Manila and almost half of Luzon, the largest island in the Philippines, suffered a blackout yesterday after at least five power plants shut down. The Philippines needs about 3.2 trillion pesos of investments in power generation to ensure that the country will have sufficient electricity by 2030, according to the Philippine Energy Plan for 2012-2030.
Contract disputes and regulatory reversals in the past led companies including Frankfurt, Germany-based Fraport AG, an airport services provider, to leave the country. Key projects include the Laguindingan International Airport, due to open in June on the second-biggest Philippine island, Mindanao.
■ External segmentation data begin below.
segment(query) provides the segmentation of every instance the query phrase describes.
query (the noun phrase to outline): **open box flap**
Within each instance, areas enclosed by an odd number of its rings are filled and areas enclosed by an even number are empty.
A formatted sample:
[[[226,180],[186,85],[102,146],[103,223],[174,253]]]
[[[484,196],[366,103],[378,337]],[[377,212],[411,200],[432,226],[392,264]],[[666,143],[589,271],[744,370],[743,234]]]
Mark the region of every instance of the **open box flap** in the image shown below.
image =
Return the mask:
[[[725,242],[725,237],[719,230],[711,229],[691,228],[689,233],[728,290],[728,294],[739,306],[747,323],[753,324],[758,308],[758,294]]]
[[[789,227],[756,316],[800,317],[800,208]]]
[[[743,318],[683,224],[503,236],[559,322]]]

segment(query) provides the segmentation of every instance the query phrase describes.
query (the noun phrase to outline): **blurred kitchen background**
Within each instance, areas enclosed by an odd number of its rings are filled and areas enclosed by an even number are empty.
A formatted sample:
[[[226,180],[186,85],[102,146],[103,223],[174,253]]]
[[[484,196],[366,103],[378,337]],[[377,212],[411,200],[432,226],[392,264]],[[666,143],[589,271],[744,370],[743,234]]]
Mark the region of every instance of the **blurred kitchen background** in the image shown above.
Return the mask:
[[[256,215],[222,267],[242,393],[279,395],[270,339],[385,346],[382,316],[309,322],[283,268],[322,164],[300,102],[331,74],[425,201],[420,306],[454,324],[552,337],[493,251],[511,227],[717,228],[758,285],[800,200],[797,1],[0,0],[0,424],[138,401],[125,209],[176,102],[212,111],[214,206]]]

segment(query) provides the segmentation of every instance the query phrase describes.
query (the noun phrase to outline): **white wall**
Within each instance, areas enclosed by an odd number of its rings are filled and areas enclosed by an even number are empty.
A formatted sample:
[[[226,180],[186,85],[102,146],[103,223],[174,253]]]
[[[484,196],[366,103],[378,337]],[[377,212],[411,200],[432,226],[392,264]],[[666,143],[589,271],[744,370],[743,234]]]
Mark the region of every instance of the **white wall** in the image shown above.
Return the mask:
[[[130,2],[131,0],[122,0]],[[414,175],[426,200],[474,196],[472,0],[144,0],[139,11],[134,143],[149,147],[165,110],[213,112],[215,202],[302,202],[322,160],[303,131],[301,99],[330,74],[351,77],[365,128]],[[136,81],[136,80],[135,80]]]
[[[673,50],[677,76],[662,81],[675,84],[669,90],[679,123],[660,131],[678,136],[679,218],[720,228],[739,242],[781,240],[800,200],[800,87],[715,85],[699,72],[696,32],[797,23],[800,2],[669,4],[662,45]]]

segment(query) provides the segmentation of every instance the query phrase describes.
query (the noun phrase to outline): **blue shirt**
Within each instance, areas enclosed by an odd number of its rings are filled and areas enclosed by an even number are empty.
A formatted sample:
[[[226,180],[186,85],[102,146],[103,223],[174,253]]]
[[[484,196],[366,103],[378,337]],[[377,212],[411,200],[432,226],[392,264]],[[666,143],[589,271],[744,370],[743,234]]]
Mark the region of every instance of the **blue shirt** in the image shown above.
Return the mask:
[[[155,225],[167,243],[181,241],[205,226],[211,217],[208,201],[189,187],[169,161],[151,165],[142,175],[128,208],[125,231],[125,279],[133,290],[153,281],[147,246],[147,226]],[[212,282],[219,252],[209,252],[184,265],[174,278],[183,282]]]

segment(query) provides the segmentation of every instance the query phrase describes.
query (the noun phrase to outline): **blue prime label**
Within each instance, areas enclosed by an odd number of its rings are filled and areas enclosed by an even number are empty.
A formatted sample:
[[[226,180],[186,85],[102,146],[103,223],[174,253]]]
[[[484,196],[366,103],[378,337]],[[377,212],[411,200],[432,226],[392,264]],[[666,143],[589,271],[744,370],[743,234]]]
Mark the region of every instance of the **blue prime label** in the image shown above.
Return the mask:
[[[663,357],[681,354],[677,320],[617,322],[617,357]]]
Construction or expansion of three other airports and a port is set to begin this year.
Aquino, an economics graduate from Ateneo de Manila University, was rewarded for narrowing a record budget deficit with investment-grade credit scores this year for the first time by Fitch Ratings and Standard & Poor’s. Stocks surged to a record this month following the S&P upgrade. The Philippine Stock Exchange Composite Index has risen 24 percent this year.
The Philippine economy, which was more than twice the size of Malaysia’s and 10 times bigger than Singapore’s in 1960, was termed “the sick man of Asia” as it lagged behind its peers in following decades.
Asked if his country had succeeded in losing that moniker, Aquino replied: “perhaps not completely.”
Stocks have more than doubled since Aquino took office. The peso has advanced more than 12 percent in that period and was the biggest gainer last year after the South Korean won among 11 Asian currencies tracked by Bloomberg.
“We’re trying to guard against the creation of asset bubbles,” Aquino said. “So long as we are very conscious that if a particular sector becomes too hot that we intervene, perhaps put incentives in other areas.”
A key marker for success will be his ability to keep citizens from seeking work abroad, said Aquino. The president cited the employment of several hundred overseas Filipino workers from places like Singapore and Macau in a new casino and hotel complex in Manila as an example of efforts to provide jobs.
The number of overseas Filipino workers climbed 15 percent in 2011 to almost 1.7 million, the Philippine Overseas Employment Administration said. The funds they sent home totaled $21.4 billion last year, equivalent to about 10 percent of gross domestic product.
“That is one of the most significant tests, that it’s no longer the be all and end all of how to get out of this country,” he said.
Aquino served for 12 years in Congress before he became president in June 2010. His father was jailed by Ferdinand Marcos and assassinated in 1983 on his return from the U.S., where he had undergone heart surgery after falling ill in prison. Aquino’s mother, Corazon, became president in 1986 after Marcos was ousted.
He said he believed his parents would be happy with what he has achieved so far as president, though they would tell him it’s not enough.
“When I was in grade school, I reported I was top three in my class and my dad in particular said: ‘Top three? That’s good. When will you be number one?’” he said. “If they were to talk to me face to face, they would say: ‘It’s not enough, you have to go higher than what you have achieved,’ and I agree with them.”